Hello world! Welcome to learn about Panglobish, the helping language for international business and friendship.
What is Panglobish?
Panglobish (or, more casually, Panglo) is a simple language that helps people to talk with each other when they don't have any other language in common.
All words in Panglobish are international. The basic words are similar to English and the rest come from other important languages, including French, Spanish, Japanese, Chinese, Russian, Arabic, Hindi and Swahili.
Panglobish is compatible with English on a basic level. It's like a simplified version of English that is spoken with a foreign accent. So you can use Panglobish already now everywhere in the world where English is understood to get a hotel room, to order a taxi, to buy souvenirs and to do many other things.
Panglobish is regular and simple. Therefore it can be learned much easier and faster than English and other national languages. There aren't any exceptions or complex grammatical rules in Panglobish. Panglobish is so simple that its basic grammar can be described in only ten rules. Everybody can learn Panglobish to a good level in a short period of time! Panglobish is an excellent choice for the global second language because it improves the quality of international communication. It's better to speak good Panglobish than bad English.
The Basics of Panglobish
Panglobish is written in the English/Latin alphabet:
A B C Ch D E F G H I J K L M N O P R S Sh T U V W X Y Z
Only one letter is pronounced different than what is normal in English: C = ts as in cats.

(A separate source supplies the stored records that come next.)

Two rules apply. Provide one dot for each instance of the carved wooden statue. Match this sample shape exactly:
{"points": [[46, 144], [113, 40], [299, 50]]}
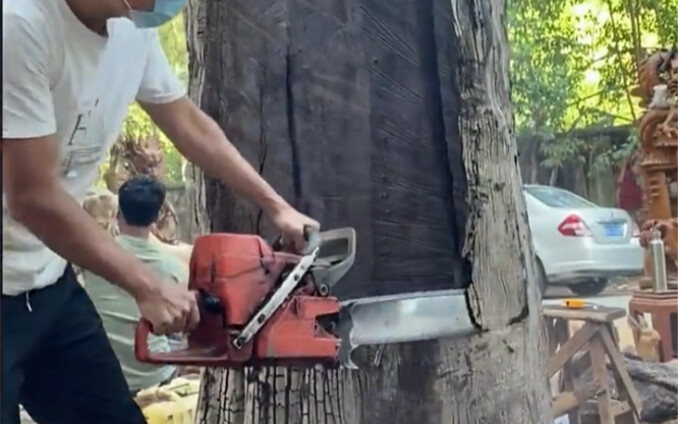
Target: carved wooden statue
{"points": [[658, 132]]}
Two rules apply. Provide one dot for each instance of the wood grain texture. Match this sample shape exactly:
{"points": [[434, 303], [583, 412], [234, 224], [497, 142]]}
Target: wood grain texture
{"points": [[393, 118]]}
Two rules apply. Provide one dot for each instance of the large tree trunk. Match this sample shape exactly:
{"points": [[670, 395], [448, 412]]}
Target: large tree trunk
{"points": [[392, 117]]}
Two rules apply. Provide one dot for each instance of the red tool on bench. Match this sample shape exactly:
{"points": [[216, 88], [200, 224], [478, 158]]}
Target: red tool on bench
{"points": [[260, 305]]}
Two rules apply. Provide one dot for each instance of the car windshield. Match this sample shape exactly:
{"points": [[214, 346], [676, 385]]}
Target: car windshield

All the vowels are pure vowels. The letter E is pronounced as the central vowel /ə/ in unaccented syllables.
The spelling of Panglobish is nearly phonetic. One sound = one letter.
The stressed syllable is the first one in short words and the second one in longer words.

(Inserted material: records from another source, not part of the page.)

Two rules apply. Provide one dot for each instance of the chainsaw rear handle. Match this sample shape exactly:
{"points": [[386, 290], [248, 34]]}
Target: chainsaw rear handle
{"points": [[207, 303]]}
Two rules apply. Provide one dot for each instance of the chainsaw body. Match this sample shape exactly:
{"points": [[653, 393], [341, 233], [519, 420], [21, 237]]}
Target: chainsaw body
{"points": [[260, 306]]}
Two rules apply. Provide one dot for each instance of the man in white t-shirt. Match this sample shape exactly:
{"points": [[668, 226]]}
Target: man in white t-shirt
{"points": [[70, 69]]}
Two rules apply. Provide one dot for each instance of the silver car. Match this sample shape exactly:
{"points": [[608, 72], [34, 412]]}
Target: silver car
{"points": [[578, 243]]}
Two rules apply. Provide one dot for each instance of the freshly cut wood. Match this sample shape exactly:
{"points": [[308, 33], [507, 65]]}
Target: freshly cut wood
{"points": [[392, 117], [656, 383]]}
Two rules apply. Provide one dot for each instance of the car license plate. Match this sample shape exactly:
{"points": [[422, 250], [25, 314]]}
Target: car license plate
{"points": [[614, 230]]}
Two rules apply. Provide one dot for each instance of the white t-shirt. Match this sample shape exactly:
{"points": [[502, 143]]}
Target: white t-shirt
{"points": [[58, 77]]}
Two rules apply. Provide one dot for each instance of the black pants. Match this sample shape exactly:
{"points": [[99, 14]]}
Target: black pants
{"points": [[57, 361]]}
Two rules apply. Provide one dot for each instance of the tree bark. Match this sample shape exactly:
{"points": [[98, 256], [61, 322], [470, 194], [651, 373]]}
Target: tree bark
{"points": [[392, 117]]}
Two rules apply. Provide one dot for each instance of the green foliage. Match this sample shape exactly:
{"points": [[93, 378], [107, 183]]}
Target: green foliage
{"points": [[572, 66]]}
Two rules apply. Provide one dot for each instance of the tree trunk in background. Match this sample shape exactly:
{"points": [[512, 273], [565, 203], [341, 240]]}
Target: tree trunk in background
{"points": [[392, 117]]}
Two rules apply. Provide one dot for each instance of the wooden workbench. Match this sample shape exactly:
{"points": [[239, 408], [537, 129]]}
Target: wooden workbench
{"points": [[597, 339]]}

méni pérson kán tóke da Énglish in Amérika. – Many people can speak English in America.
Words stay always the same in Panglobish. There aren't any special inflected forms for cases, tenses, moods, singular and plural etc.

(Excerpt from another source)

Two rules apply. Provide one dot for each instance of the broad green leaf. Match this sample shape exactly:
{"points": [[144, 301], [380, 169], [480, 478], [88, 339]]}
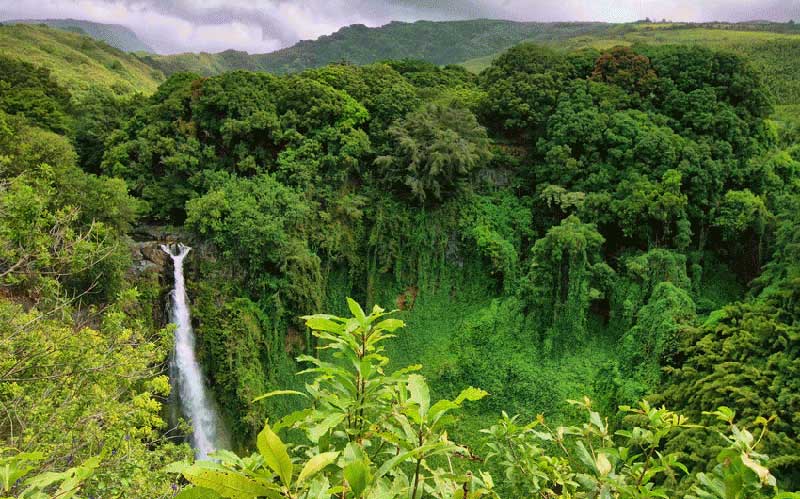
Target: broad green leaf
{"points": [[391, 325], [316, 464], [227, 483], [358, 476], [357, 311], [331, 421], [419, 393], [323, 324], [192, 492], [472, 394], [763, 473], [277, 392], [603, 464], [275, 455]]}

The normal word order is subject–verb–object
so the doer comes first, then the action word and finally the object of the action.
mi love yu. – I love you.
The word order is the same also in questions.
yu love mi, wa? – You love me, eh? (i.e. Do you love me?)
Singular and plurals are indicated with number words.
- un buke – (one) book;
- due buke – two books;
- tri buke – three books;
- meni buke – many books
Comparison is done with helping words: mor – more; les – less; dan – than; and as – as, equally.
mi is mor gude dan yu.
– I am better (more good) than you.
no, mi is as gude as yu. – No, I am as good as you.
he toke mor faste dan yu. – He or she talks faster (more fast) than you.
Time is expressed with helping verbs: was – past events; haf – past events that are still relevant; is – currently ongoing events; and wil – future events.
de was ride mi's buke.
– They read my book.
wi haf ride meni buke. – We have read many books.
mi is ride un buke. – I am reading one book.
yu wil toke Panglobish. – You will talk Panglobish.
A sentence-final particle expresses why the sentence is said,
i.e. is the sentence, for example, a statement, a question or a command.
yu love da kafe, wa? – You love coffee, eh? (question)
yu love da kafe, ye. – You love coffee, indeed. (statement)
yu love da kafe, or... – You love coffee, or... (need for answers)
As you can see, it's easy to learn the basics of Panglobish, and it's even easier for you because you speak English! It's also easy to start using the language immediately. So don't wait! Use it with your friends in everyday life or try it with strangers when you are traveling. It works!
There aren't many speakers yet but if you think Panglobish is a good idea, then others will think so too. So just start using Panglobish now and let's make it together our common language!